Over the years I’ve enjoyed quite a few of the “Best American” short story anthologies – especially the Comics one and the Nonrequired Reading one – and so the other day I was quite happy to catch a one-day sale on Amazon, with each Kindle edition of the 2015 series available for $2. I bought all 9 (although I later learned that there’s another one, The Best American Infographics 2015, which wasn’t in the sale, but that I would also love to get). I’m pretty far in the Comics one, which is as solid as always, and I’ve started reading the Science Fiction & Fantasy one, which is the first edition in the “Best American” series, and curated by Joe Hill, whose Locke & Key series I quite enjoyed. This should keep me busy for a while.
I read a lot of comics – and I mean, A LOT – but one thing that I noticed in 2015 is that I gradually started losing interest in pretty much all of the super-hero series being put out by the Big 2 (DC and Marvel). One exception is a series that is only on its 3rd issue (out this week), The Vision. Yup, the Vision of Avengers fame, but this is not your typical super-hero tale. The setup is that the Vision creates himself a family (a wife and 2 kids) and tries to give himself a life in suburbia. Weirdness ensues. It’s written by Tom King, a person who is very much turning into my favorite writer in mainstream comics (I’m also currently reading his Sheriff of Babylon series), and that alone was a sign that this would be a book to check out. It’s by far my favorite super-hero I’m reading right now (despite that fact that I’m not reading a lot of them these days).
Following my enjoyment of the Undertaker series, I decided to try and find some more work from the creators of that book, and came across this 3-book series by the same artist, and written by Tome, whose work I’ve also enjoyed in the past (Spirou & Fantasio, Soda). Berceuse Assassine has a rather interesting concept, telling a noir story 3 times, with each book seeing it from the perspective of a different character. The kicker is that the character featured in the 3rd book did not appear to be important at first, but ends up being the lynchpin. It’s an older series – was published in the late 90s – and well worth a read.

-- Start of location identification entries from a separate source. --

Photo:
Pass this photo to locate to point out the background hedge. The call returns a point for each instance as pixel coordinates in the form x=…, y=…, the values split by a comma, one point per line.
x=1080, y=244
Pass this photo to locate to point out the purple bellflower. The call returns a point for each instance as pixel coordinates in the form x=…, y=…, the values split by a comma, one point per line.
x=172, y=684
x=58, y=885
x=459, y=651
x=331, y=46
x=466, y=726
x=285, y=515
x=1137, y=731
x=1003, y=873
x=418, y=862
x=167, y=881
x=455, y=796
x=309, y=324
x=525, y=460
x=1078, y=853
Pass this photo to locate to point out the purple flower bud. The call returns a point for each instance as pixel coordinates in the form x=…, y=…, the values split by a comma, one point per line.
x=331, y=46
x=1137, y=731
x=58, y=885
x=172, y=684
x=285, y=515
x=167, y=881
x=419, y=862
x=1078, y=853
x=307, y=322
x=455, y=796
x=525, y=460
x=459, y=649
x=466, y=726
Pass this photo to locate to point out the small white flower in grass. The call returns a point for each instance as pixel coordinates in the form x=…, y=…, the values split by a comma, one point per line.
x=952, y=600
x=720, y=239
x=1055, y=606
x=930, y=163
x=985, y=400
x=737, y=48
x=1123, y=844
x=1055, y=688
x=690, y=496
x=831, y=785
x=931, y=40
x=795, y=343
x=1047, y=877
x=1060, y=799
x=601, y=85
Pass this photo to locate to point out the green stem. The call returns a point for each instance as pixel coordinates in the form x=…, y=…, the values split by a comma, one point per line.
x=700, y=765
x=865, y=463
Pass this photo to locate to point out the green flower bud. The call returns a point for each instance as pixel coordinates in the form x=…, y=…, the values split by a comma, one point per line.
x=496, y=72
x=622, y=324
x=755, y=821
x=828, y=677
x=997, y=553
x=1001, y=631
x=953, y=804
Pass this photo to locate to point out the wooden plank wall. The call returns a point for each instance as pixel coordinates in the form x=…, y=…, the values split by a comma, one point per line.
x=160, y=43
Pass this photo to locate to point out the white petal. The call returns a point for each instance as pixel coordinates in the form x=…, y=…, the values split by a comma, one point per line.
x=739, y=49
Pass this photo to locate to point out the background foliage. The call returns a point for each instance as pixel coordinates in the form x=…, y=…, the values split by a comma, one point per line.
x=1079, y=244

As I mentioned in my favorite media of 2015 post, when it comes to graphic novels, I tend to play a lot of catch up at the end of the year, as the year-end lists start to come out. On the French side, a new Western series called Undertaker piqued my interest, and so I decided to give the first book a try (there are 2 out). I’m a big fan of the Western genre in general, no matter what the medium, and this is definitely one of the better entries, with a great story – and killer cliffhanger ending – and solid art. I immediately had to read the second book, which offered up a satisfying conclusion to the first story arc, and sets up things nicely for future books. I’m definitely looking forward to reading more.
As a kid, the Yoko Tsuno series of comics was one of my favorites – foreshadowing my future life in Japan perhaps – and I’ve continued to read them throughout my life. It’s been a few years since I’ve read one though, and over the weekend I read the latest book to come out, Le secret de Khâny (no. 27). It wasn’t a bad read, but I found myself feeling lost a bit trying to keep track of the larger cast of characters that have been introduced over the last few books. It also refers a lot to stuff that happened in the earlier books, which in a way is quite nice, but at the same time it made it hard to completely understand why stuff was happening. It was nice revisiting the series though, and I’m feeling the urge to read through more of the recent books.